Title: Navigating cooperative marketplaces: the Chumash Indians and the dynamics of hunting/gathering/fishing economies
Description:
The Chumash Indians from Southern California produced, used, and traded shell beads for approximately 8,000–10,000 years.
Their exchange network included an extensive portion of Western North America.
Many scholars recognize that some shell beads from the region were used as currency starting at least 1,500 years ago.
Substantial evidence for the production and use of these beads exists in the Santa Barbara Channel region, allowing researchers to investigate a hunting/gathering/fishing group’s use of money in marketplaces.

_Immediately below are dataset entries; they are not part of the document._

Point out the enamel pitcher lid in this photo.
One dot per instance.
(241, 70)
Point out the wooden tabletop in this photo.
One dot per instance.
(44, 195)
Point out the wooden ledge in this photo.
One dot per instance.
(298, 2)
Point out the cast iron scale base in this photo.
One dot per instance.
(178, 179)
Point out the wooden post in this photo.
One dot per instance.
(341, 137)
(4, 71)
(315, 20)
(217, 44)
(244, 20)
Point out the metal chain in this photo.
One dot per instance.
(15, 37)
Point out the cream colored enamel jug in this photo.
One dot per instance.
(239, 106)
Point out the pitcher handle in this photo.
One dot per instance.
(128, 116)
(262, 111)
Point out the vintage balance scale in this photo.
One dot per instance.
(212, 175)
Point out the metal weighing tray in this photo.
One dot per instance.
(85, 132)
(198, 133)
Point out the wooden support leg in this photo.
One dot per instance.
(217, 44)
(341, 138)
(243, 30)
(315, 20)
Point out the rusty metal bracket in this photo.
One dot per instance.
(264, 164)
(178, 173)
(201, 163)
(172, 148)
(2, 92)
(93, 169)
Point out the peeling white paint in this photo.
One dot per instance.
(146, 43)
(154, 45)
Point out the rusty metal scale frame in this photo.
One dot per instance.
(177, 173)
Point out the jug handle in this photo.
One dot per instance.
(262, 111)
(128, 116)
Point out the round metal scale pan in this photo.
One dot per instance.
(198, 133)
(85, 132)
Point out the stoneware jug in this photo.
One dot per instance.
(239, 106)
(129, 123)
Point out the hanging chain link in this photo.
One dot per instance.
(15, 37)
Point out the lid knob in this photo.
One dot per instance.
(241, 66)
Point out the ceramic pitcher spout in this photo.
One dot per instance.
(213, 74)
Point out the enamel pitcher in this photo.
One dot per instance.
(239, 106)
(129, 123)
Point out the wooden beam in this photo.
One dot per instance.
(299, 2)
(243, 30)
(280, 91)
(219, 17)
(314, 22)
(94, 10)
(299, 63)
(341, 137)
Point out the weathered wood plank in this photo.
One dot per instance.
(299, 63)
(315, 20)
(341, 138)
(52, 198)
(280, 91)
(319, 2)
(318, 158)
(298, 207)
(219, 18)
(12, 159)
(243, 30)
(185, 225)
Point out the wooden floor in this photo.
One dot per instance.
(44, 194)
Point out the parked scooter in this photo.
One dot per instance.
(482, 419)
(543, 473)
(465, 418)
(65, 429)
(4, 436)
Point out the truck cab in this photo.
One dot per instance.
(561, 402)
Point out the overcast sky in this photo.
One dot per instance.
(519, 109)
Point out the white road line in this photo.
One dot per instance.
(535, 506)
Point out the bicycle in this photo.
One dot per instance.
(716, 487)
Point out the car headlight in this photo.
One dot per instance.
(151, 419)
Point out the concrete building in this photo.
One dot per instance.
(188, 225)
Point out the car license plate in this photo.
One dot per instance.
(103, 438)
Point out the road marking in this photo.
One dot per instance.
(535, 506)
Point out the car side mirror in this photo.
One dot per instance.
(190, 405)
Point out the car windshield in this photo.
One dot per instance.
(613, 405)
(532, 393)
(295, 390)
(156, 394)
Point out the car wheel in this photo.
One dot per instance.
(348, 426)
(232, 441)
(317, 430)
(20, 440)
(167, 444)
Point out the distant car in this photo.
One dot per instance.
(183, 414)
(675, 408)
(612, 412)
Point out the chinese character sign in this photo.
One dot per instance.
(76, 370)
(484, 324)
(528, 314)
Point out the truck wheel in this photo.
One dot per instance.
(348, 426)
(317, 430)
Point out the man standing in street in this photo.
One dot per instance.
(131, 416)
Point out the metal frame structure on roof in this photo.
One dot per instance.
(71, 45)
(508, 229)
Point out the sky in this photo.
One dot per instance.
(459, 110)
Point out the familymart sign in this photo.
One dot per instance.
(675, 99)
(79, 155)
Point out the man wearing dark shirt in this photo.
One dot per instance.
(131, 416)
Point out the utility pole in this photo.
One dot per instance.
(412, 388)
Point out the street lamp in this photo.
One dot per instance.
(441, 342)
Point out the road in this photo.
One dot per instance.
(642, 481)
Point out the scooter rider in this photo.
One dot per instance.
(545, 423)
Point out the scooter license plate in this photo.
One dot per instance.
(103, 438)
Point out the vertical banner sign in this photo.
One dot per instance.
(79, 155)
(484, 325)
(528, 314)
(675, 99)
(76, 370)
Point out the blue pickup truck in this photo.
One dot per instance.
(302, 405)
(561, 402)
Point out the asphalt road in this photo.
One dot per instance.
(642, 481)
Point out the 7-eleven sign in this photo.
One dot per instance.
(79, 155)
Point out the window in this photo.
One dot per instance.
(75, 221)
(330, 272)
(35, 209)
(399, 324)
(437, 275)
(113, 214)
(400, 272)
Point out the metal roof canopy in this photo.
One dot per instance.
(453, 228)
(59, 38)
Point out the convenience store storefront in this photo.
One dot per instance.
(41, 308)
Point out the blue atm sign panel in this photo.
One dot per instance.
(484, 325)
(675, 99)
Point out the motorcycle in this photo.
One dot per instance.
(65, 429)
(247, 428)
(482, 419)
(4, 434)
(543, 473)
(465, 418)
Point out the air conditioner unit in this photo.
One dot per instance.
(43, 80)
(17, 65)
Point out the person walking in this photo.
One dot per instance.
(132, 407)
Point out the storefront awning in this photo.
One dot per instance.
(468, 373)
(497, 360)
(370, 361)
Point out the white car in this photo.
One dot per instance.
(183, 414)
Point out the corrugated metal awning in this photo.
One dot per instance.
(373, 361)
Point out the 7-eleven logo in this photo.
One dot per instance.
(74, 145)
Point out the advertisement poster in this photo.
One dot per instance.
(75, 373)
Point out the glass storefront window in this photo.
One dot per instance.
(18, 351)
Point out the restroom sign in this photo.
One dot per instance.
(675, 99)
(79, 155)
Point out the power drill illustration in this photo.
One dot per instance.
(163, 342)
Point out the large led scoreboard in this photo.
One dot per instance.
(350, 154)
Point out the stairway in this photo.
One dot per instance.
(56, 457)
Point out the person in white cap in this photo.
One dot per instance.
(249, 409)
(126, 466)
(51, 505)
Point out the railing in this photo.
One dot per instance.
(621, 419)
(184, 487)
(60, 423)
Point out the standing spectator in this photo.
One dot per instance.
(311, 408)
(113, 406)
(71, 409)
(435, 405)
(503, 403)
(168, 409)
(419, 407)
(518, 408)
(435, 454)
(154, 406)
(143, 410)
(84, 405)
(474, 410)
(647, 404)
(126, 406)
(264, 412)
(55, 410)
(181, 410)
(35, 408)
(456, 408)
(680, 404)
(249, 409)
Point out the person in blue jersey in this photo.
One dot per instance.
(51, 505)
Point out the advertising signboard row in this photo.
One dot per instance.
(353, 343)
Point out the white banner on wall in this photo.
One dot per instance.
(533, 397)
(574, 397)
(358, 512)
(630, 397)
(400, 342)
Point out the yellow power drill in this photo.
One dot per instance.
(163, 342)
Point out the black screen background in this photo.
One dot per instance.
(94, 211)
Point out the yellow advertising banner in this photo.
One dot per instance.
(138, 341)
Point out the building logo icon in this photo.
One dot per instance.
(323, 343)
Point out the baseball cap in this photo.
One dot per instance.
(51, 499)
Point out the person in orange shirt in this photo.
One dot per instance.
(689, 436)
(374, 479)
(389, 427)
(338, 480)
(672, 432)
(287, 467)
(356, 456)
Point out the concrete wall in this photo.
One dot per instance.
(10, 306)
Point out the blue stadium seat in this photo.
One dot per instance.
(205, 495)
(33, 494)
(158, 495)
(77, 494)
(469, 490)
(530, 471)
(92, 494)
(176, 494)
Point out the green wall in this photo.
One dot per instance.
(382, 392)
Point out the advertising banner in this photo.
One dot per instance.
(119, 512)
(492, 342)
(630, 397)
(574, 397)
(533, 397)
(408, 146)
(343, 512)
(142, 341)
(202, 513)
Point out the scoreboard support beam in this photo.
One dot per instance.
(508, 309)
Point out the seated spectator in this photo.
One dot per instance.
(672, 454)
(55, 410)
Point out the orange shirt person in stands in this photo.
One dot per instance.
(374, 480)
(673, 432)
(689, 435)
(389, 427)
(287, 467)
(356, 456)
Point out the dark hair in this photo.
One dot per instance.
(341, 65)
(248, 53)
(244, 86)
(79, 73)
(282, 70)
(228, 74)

The Chumash Indians used money for purchasing food, ceremonial paraphernalia, and other items at open marketplaces during ritual gatherings with groups of southern California Indians from diverse cultural and linguistic backgrounds.
The focus of the paper is to assess a non-state society to determine if its marketplace strategies are based on self-serving actors who do not promote cooperation, or if the participants create and maintain institutions to inhibit overexploitation and depletion of resources, therefore fostering cooperation.
On the basis of ethnohistoric, ethnographic, and archeological data, I propose that among the Chumash, participants in their marketplaces organized and maintained institutions that furthered cooperation.
The Chumash created hybrid spaces at their ritual gatherings where strategies such as altruistic punishment, market management, regular marketplace periodicity, and established marketplace locales served to promote cooperation.
Understanding non-state societies that had an emphasis on trade networks and economic structures such as the Chumash is one means in revisiting past interpretations of premodern societies that traditionally were viewed as lacking marketplace exchange.